Lucimar Mutarelli é a esposa de Lourenço Mutarelli, um dos poucos prosadores da literatura brasileira contemporânea pelo qual eu tenho apreço. Foi com um misto de entusiasmo e desconfiança que descobri que também ela lançara-se à atividade literária. Entusiasmo pois, se a literatura e os quadrinhos de Lourenço me agradam o bastante, presumo que a convivência faz com que exista uma influência mútua. A desconfiança obedece a uma lógica um pouco mais pessimista: quiçá a publicação se devesse, primariamente, ao sobrenome.Nenhuma das duas opções, porém, concretizou-se plenamente em Entre o trem e a plataforma. Ou seja: nem Lucimar é um gênio literário paralelo ao de Mutarelli, nem é um daqueles casos de marketing nepotista. O livro é “honesto” o suficiente, tanto nas qualidades quanto nos defeitos.

Laura, a personagem central, é uma datilógrafa cujo psiquiatra orientou que escrevesse, como uma forma de terapia.
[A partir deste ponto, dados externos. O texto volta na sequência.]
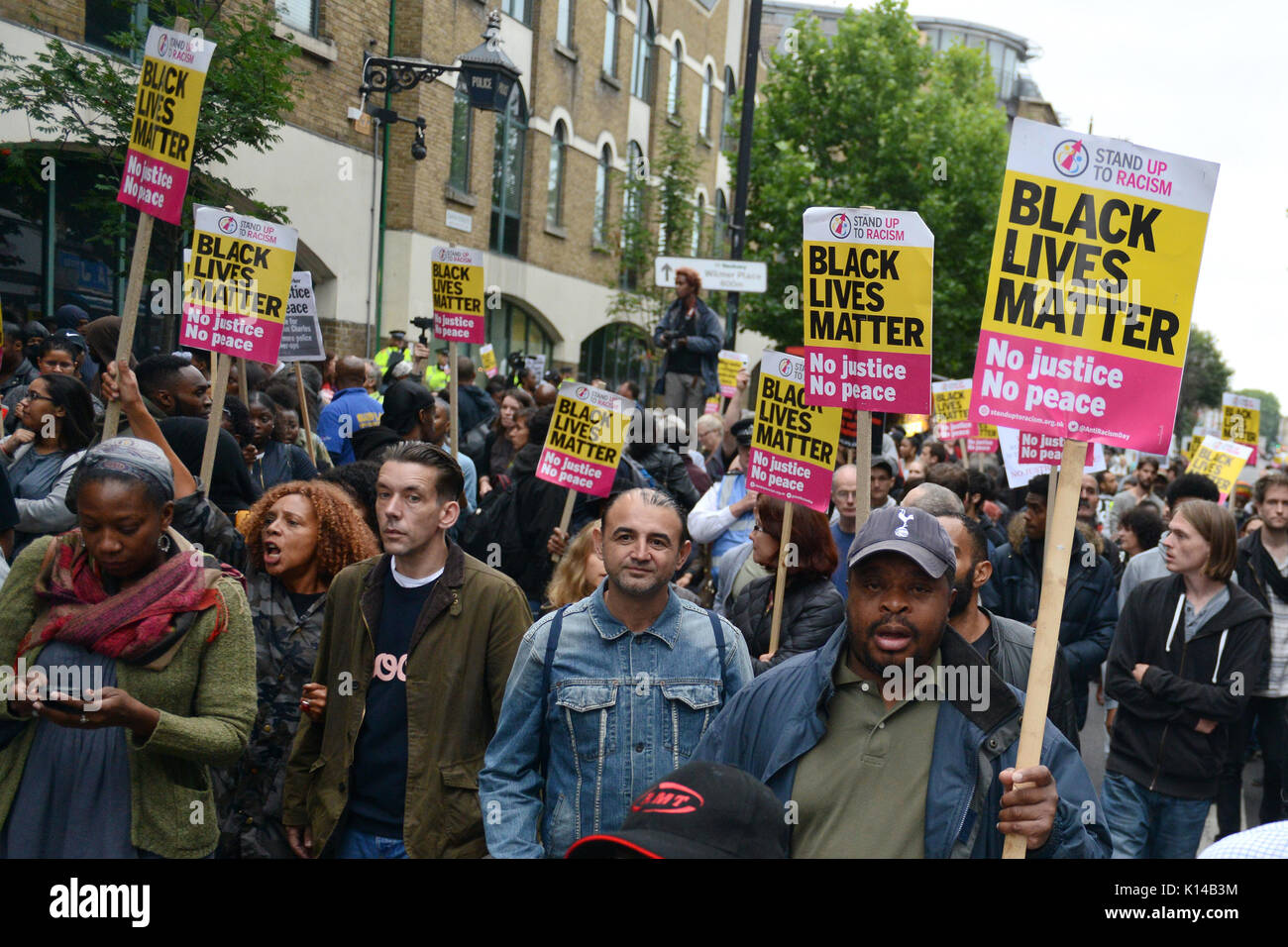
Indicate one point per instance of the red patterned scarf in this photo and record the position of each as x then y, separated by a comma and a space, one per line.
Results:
136, 625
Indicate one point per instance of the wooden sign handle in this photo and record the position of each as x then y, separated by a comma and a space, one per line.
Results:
1055, 571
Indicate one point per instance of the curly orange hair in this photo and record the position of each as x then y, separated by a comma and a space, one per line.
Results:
343, 536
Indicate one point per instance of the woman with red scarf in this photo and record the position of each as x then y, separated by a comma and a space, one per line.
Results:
136, 672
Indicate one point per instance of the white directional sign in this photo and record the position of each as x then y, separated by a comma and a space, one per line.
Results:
741, 275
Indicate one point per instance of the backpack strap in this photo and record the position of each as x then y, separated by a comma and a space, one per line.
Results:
717, 629
552, 646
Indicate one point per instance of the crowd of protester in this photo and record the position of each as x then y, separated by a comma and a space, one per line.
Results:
353, 643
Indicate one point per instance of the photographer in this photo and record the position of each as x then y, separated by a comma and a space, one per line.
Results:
694, 337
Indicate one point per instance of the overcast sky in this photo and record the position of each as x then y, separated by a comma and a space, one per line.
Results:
1198, 78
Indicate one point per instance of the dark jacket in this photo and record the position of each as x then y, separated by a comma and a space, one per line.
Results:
1209, 677
458, 663
540, 506
707, 343
1090, 605
811, 609
768, 725
1012, 654
669, 472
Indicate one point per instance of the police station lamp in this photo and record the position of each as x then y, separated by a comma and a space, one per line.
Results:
488, 72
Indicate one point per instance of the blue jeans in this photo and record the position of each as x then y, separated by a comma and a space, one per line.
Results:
355, 844
1144, 823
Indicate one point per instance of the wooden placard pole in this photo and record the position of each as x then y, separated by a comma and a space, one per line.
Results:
566, 518
1055, 570
133, 291
863, 468
217, 414
785, 543
454, 399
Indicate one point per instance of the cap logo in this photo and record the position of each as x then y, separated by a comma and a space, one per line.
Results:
670, 799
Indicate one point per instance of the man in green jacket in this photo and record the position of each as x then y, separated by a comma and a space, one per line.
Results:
415, 652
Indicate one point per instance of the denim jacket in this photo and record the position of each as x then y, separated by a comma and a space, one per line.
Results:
623, 710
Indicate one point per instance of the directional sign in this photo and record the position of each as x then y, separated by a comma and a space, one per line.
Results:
741, 275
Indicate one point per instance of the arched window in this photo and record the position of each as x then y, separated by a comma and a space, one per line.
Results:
704, 115
720, 239
610, 39
507, 174
673, 88
563, 24
618, 352
642, 67
605, 165
728, 137
554, 184
699, 213
463, 134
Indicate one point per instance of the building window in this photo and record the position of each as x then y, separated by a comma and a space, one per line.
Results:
673, 86
728, 137
618, 352
104, 20
299, 14
643, 64
463, 134
515, 8
610, 39
699, 213
720, 236
605, 166
563, 24
507, 175
704, 115
554, 185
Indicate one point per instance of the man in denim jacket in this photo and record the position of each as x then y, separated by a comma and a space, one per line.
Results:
635, 680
É no metrô, indo para o trabalho, que ela preenche seus praticamente infinitos caderninhos: a mãe, sentindo-se culpada pela filha precisar recorrer a esse tipo de tratamento, faz com que seu estoque de cadernos nunca termine. Preenche os cadernos de maneira diferente. Os que vai mostrar para o médico estão cheios de engrandecedoras e otimistas frases de autoconhecimento, furtadas das telenovelas. O outro tipo, cadernos que só mostrará para o amor de sua vida – rapaz que escolheu no metrô pelo belo sorriso.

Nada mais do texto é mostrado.